Thierry Lacoste, avocat et ancien conseiller du prince Albert II de Monaco, a comparu devant un tribunal d'instruction dans le cadre d'un scandale de corruption lié à l'effondrement d'un important projet de construction, a rapporté l'agence de presse DPA.
Le juge a ouvert une procédure pénale à son encontre pour suspicion de constitution d'une association de malfaiteurs, de corruption d'un agent public, d'abus de pouvoir et de blanchiment d'argent. Lacoste a depuis été remis en liberté conditionnelle.
Lacoste, ancien camarade d'école et conseiller juridique d'Albert, a été arrêté le mercredi 2 septembre. Sa garde à vue a été prolongée à deux reprises après son interrogatoire. L'avocat nie les accusations et est présumé innocent jusqu'à preuve du contraire.
Lacoste a déclaré avoir été accusé par un important promoteur immobilier, mécontent de ne pas s'être vu attribuer plusieurs projets à Monaco. La défense soutient que cet homme d'affaires tente d'instrumentaliser le système judiciaire monégasque à son profit.

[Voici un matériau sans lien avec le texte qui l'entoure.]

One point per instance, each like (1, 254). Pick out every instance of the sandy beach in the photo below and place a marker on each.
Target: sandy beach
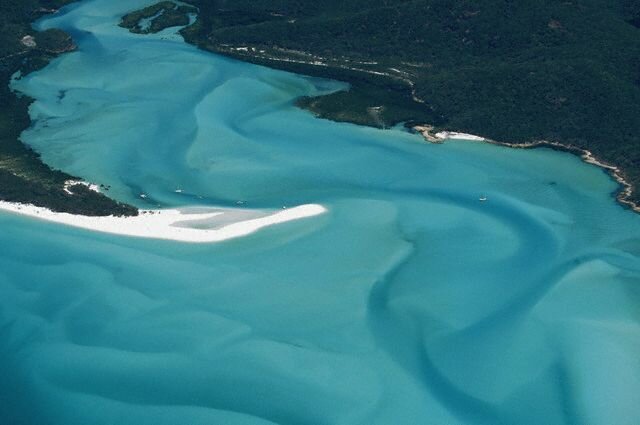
(626, 189)
(194, 225)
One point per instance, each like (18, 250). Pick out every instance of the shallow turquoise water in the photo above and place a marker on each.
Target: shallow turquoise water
(410, 302)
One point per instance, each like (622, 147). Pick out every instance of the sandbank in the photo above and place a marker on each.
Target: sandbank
(195, 225)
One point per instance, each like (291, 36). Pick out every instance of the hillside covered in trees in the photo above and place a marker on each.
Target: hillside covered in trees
(23, 176)
(512, 71)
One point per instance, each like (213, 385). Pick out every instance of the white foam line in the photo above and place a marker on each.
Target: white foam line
(171, 224)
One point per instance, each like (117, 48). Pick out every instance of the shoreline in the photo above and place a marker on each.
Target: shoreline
(185, 224)
(623, 195)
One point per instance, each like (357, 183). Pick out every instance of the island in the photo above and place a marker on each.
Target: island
(559, 74)
(24, 178)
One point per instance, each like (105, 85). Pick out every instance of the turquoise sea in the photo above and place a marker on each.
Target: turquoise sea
(409, 302)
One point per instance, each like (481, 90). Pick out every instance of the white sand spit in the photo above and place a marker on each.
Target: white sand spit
(196, 225)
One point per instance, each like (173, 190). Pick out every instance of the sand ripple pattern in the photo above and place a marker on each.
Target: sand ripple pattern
(409, 302)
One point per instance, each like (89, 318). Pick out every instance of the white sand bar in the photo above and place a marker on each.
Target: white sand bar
(196, 224)
(443, 135)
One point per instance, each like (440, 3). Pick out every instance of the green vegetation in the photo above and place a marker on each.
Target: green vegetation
(513, 71)
(23, 176)
(157, 17)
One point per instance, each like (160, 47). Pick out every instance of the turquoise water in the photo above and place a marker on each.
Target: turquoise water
(410, 302)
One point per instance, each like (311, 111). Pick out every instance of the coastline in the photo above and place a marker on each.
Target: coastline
(185, 224)
(623, 196)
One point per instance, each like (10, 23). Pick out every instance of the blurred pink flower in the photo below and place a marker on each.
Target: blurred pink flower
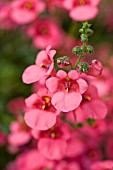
(25, 11)
(44, 66)
(82, 10)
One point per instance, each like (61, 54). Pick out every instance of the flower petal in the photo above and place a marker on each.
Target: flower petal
(40, 119)
(32, 74)
(66, 101)
(83, 13)
(52, 84)
(52, 149)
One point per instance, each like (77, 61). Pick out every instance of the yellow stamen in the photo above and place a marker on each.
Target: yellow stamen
(43, 107)
(41, 65)
(47, 99)
(88, 98)
(82, 2)
(67, 89)
(53, 135)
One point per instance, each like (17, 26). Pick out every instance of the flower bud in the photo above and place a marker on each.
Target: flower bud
(95, 68)
(89, 31)
(77, 50)
(84, 38)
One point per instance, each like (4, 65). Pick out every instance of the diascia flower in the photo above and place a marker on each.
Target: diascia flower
(43, 67)
(91, 106)
(67, 88)
(81, 10)
(95, 69)
(25, 11)
(19, 135)
(41, 114)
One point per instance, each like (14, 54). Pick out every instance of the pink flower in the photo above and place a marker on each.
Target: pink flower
(95, 69)
(25, 11)
(19, 134)
(41, 114)
(102, 165)
(91, 107)
(2, 139)
(71, 166)
(82, 10)
(17, 106)
(32, 160)
(52, 144)
(5, 19)
(46, 31)
(43, 67)
(67, 89)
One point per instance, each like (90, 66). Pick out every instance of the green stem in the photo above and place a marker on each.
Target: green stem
(78, 61)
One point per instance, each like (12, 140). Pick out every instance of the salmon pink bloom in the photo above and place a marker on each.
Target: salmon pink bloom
(46, 31)
(91, 106)
(102, 165)
(41, 114)
(32, 160)
(19, 134)
(95, 69)
(82, 10)
(71, 166)
(25, 11)
(43, 67)
(67, 89)
(5, 19)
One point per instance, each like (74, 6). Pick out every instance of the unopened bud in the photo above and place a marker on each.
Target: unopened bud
(95, 68)
(90, 49)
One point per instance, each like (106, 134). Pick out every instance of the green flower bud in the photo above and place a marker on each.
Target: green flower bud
(85, 25)
(84, 38)
(81, 31)
(90, 49)
(89, 31)
(77, 50)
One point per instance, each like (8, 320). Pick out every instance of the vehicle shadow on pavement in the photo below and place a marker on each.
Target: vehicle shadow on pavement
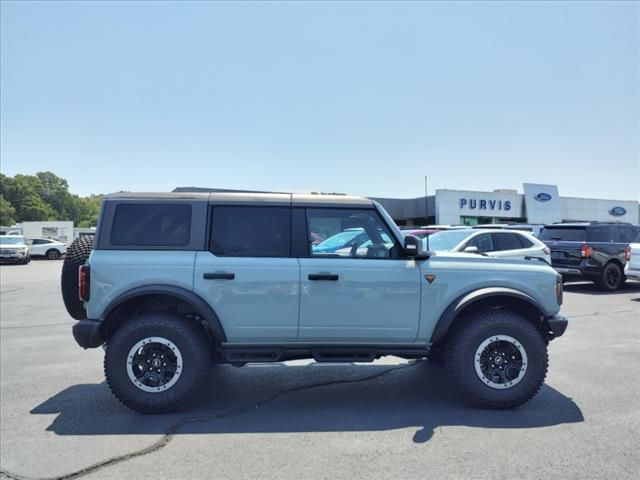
(281, 398)
(593, 289)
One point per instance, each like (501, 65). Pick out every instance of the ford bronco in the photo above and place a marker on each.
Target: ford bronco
(174, 282)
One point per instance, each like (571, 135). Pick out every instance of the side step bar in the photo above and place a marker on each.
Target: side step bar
(239, 355)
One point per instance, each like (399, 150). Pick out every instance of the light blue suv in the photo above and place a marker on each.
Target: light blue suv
(176, 281)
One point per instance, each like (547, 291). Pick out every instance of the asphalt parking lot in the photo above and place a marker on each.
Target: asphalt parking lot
(391, 418)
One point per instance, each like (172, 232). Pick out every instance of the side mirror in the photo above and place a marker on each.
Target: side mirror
(413, 247)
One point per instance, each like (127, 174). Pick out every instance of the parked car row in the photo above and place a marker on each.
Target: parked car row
(600, 252)
(17, 249)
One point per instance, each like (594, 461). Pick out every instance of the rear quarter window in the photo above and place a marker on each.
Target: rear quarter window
(564, 234)
(599, 234)
(151, 225)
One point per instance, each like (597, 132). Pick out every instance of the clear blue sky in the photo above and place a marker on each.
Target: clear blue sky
(363, 98)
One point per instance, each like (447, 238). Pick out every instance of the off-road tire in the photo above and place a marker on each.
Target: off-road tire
(436, 354)
(52, 254)
(465, 339)
(188, 336)
(611, 278)
(77, 255)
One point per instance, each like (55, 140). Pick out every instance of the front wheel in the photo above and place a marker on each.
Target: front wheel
(497, 359)
(611, 278)
(156, 361)
(53, 254)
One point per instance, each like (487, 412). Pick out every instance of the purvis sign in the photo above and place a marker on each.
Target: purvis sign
(618, 211)
(542, 197)
(472, 203)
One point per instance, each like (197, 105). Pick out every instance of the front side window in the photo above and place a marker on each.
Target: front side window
(348, 233)
(238, 231)
(151, 225)
(483, 242)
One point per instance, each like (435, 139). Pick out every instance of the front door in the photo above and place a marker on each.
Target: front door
(356, 287)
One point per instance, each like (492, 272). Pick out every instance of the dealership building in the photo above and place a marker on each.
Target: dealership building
(537, 204)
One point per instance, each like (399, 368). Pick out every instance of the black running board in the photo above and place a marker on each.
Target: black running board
(321, 354)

L'affaire concerne le projet de l'Esplanade des Pêcheurs, un vaste projet d'aménagement comprenant des zones résidentielles et commerciales, un musée et des infrastructures pour la Formule 1. La suspension du projet a engendré un litige juridique de plusieurs années entre les autorités monégasques et un promoteur privé. Dans ce cadre, l'État monégasque a été condamné à verser au promoteur environ 136 millions d'euros d'indemnités (hors intérêts).
Le scandale impliquant d'anciens proches du prince Albert a éclaté en 2021 suite à la publication d'un dossier anonyme. Quatre anciens conseillers du prince, connus sous le nom de « G4 », ont été accusés de détournement de fonds et de tentatives de prise de contrôle de Monaco.

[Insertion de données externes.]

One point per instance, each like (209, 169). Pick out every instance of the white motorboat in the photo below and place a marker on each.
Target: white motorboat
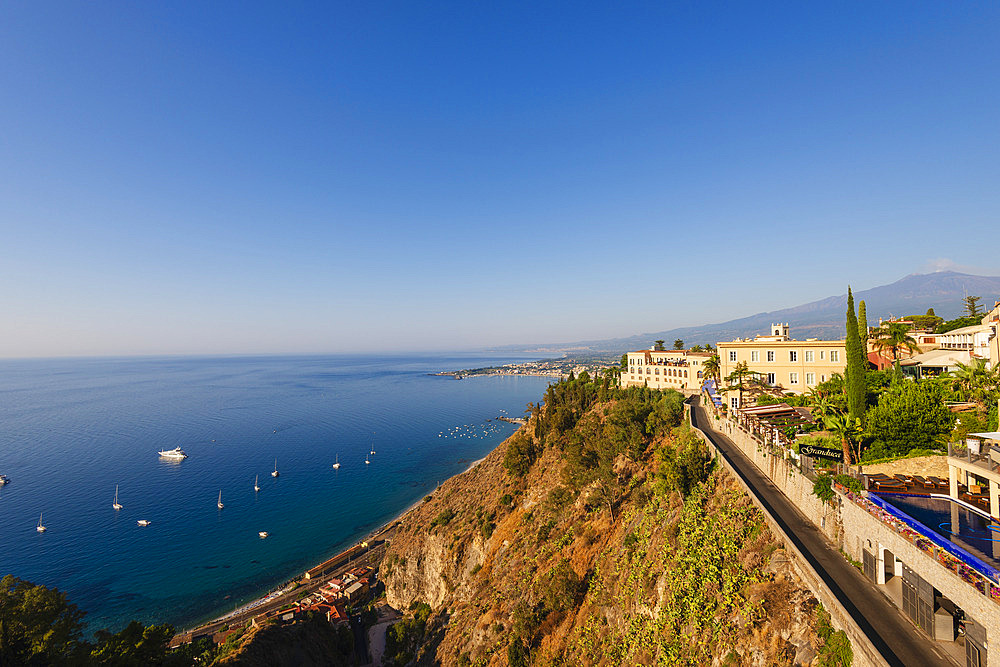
(175, 453)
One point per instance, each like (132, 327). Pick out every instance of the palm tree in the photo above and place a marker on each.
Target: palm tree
(894, 336)
(847, 430)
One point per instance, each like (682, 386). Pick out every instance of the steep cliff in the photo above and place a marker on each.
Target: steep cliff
(598, 535)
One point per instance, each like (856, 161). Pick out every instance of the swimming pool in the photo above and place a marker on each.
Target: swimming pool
(959, 525)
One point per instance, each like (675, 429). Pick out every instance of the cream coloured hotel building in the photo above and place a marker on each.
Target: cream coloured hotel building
(665, 369)
(791, 365)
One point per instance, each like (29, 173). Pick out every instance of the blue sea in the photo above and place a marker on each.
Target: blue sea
(73, 429)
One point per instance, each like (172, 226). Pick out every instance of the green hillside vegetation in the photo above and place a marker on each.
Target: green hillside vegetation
(616, 541)
(39, 626)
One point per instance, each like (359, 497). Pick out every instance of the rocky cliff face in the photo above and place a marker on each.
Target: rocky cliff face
(536, 569)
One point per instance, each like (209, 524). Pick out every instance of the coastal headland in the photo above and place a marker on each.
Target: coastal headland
(367, 552)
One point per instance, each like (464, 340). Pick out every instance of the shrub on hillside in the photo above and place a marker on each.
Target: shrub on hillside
(909, 415)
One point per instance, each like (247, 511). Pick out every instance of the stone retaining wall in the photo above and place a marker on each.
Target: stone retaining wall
(865, 653)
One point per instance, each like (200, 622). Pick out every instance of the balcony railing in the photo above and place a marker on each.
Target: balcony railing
(981, 576)
(984, 456)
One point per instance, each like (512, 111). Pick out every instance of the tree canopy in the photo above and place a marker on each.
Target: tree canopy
(909, 415)
(39, 626)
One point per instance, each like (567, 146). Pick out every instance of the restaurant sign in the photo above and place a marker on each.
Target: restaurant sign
(821, 452)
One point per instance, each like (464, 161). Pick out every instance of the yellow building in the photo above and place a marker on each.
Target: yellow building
(665, 369)
(791, 365)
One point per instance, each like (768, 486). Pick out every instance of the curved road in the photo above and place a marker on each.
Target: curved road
(893, 635)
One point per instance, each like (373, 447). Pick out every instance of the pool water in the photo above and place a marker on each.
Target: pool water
(970, 530)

Ils ont, quant à eux, affirmé que le promoteur immobilier susmentionné exerçait une influence sur les décisions des autorités monégasques.
En juin 2025, une surveillance judiciaire a également été mise en place à l'encontre de Didier Linot, ancien président du Tribunal suprême de Monaco. Il était accusé de corruption, de blanchiment d'argent et d'abus d'influence.
Ce scandale a également affecté la formation du gouvernement. À l'été 2025, le chef du gouvernement nouvellement nommé a démissionné une semaine avant sa prise de fonctions, déclarant avoir subi des tentatives d'entrave à l'exercice de ses fonctions.
Monaco est critiquée depuis des années pour son insuffisance de lutte contre le blanchiment d'argent et la criminalité financière.
En 2025, la Commission européenne a inclus Monaco dans la liste des pays présentant des carences stratégiques dans ce domaine.